Friday, July 24, 2015

I'm not (completely) coming back

Before this trip I'm on now, I've spent the past few months working 60+ hour weeks to keep my head above water and afford this month away from home.

I'm not going back to that.

There are literally not enough hours in the day to get all the work done as well as take care of myself and plan for my future. Certain things, like my health and projects I've wanted to do, were put on hold as I simply put one foot in front of the other. This trip was the light at the end of the tunnel and there is no way I plan to go back into the darkness.

I've been offered a few jobs that will allow me to work smarter, not harder. These opportunities are based on my skill set, experience in the autism field, and my passion of helping others. I'll be able to continue living the life I have, but with "free time" and even *gasp* weekends off. Yes, the concept of a 'day off' is something that has eluded me for the past 2 years. I'm so happy that I'll also be able to put time and energy into creating the movement based programing. Hey, I'll actually have energy!

I realized the life I had been leading was nothing I could maintain after sleeping an average of 14 hours a day all last week. It also wasn't making me fully happy. In many ways, I was going through the motions because it was easier than trying to change things in the midst of chaos. Colorado gave me the must needed distance to look at my priorities and how to achieve those.

The other thing that needs to change, which I was told about by my friends on multiple occasions, is I need to start valuing myself. I work really hard, I help others, and I do a bunch of really awesome things with my life. It takes energy to to these things and in some ways my humility of thinking "well, anyone would do what I do" has gotten me into trouble. It's lead to people taking advantage of me and has put an unhealthy reliance on external validation.

It's not about comparing my own personal achievements to those of anyone else, it's that standing alone my life speaks volumes. For too many years people told me I can't do things or things would never be possible for me. I've ingrained some of those thoughts and it's time I realize I've proven them, and more importantly myself, wrong. I'm strong, powerful, and talented.

It's time I remember who I am as I work towards the bright future.

Wednesday, July 15, 2015

Me and my people

Currently, I'm relaxing in Boulder and doing my best to figure out the next steps of this wacky thing called 'life'. The greatest part of all this is I'm surrounded by one of my mentors and still feeling the effects of the Autism Society of America conference.

The joke came up several times last week about how several of us go to the Autism Society of America conference to be social. It's a once a year trip most of us make to unite us from across the country. Navigating the whirlwind of meetings and presentations, either giving or attending, we still manage to reconnect in the hallways or in the evening.

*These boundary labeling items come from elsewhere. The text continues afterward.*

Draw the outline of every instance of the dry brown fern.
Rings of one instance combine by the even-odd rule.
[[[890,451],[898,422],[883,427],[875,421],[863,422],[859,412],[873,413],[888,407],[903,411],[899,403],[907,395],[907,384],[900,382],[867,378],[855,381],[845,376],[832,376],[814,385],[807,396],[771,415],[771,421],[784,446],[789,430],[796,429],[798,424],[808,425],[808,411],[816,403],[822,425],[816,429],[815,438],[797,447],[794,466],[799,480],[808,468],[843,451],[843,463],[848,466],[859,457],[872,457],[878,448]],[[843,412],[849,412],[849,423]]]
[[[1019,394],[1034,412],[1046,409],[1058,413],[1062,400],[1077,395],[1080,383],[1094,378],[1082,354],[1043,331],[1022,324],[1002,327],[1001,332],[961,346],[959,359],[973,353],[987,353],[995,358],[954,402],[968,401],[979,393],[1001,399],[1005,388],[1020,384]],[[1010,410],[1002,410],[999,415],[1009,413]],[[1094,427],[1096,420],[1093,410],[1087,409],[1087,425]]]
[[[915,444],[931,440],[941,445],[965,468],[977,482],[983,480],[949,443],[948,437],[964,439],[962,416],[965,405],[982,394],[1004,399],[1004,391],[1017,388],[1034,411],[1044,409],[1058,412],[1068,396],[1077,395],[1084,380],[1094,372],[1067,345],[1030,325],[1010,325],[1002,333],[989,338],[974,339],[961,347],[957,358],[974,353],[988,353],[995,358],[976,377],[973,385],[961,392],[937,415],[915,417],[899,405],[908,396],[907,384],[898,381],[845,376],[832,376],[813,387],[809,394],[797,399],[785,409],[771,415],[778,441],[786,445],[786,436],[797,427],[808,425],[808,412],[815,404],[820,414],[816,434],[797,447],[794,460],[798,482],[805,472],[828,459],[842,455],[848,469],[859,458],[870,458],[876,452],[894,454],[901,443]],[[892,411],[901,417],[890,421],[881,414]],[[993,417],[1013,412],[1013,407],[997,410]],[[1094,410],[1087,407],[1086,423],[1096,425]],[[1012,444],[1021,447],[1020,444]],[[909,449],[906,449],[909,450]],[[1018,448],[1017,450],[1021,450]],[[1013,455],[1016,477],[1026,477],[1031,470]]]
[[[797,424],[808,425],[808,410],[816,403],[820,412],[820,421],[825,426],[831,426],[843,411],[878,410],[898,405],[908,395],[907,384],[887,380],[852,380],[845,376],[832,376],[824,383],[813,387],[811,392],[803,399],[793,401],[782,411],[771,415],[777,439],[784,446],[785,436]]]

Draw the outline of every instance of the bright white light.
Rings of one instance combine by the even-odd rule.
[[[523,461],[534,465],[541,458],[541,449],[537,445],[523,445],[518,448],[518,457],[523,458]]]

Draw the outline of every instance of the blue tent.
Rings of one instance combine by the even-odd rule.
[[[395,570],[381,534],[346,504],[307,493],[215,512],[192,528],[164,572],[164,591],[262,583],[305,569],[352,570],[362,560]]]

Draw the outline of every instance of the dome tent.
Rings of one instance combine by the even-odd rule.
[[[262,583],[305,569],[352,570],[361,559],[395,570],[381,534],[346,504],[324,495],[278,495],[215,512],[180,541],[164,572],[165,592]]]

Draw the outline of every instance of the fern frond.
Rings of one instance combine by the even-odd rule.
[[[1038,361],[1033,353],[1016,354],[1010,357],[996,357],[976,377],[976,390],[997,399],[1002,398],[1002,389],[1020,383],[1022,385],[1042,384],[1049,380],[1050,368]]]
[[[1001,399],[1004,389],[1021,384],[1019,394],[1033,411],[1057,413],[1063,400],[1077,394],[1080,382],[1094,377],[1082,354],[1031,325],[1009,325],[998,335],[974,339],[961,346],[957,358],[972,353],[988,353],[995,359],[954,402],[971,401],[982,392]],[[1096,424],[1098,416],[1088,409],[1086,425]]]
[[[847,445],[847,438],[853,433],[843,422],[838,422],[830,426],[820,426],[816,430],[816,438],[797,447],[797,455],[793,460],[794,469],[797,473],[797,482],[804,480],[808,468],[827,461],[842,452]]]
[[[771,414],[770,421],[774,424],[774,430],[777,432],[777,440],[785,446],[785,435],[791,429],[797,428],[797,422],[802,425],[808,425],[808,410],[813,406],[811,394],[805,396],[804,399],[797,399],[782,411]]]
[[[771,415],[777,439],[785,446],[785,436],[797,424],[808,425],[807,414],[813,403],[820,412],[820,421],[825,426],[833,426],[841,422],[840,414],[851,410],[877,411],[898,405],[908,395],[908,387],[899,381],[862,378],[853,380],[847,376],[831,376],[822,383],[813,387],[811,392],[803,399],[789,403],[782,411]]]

On the last night of the conference, what was only going to be a brief dinner with an old friend and my mother turned into something so much better. It started by inviting new friends to join us. That quickly turned to other friends showing up and soon we were taking over a large section of comfy couches. The evening was spent talking about everything as we watched lightning dance across the Denver skyline.


That last night before the end of the conference, I was stressed and very nervous about my early morning presentation looming the next morning. My topic for the Sisterhood of the Spectrum panel was "Authenticity". At 8:30 in the morning, still adjusting to Mountain Standard Time compared to Eastern Standard Time, I would speak about the importance of embracing who you are and knowing others have walked the similar path.

One of the greatest things I have come to understand and accept is that I have people in my life who truly care about me. There are people in the world who genuinely want to support others and wish the best for them. I am one of those people and am very thankful for being surrounded by the same type of people. My people are kind and care about each other. This is something very special I was able to be reminded of at the conference.

Sometimes the best parts of the conference are not covered in the program guide.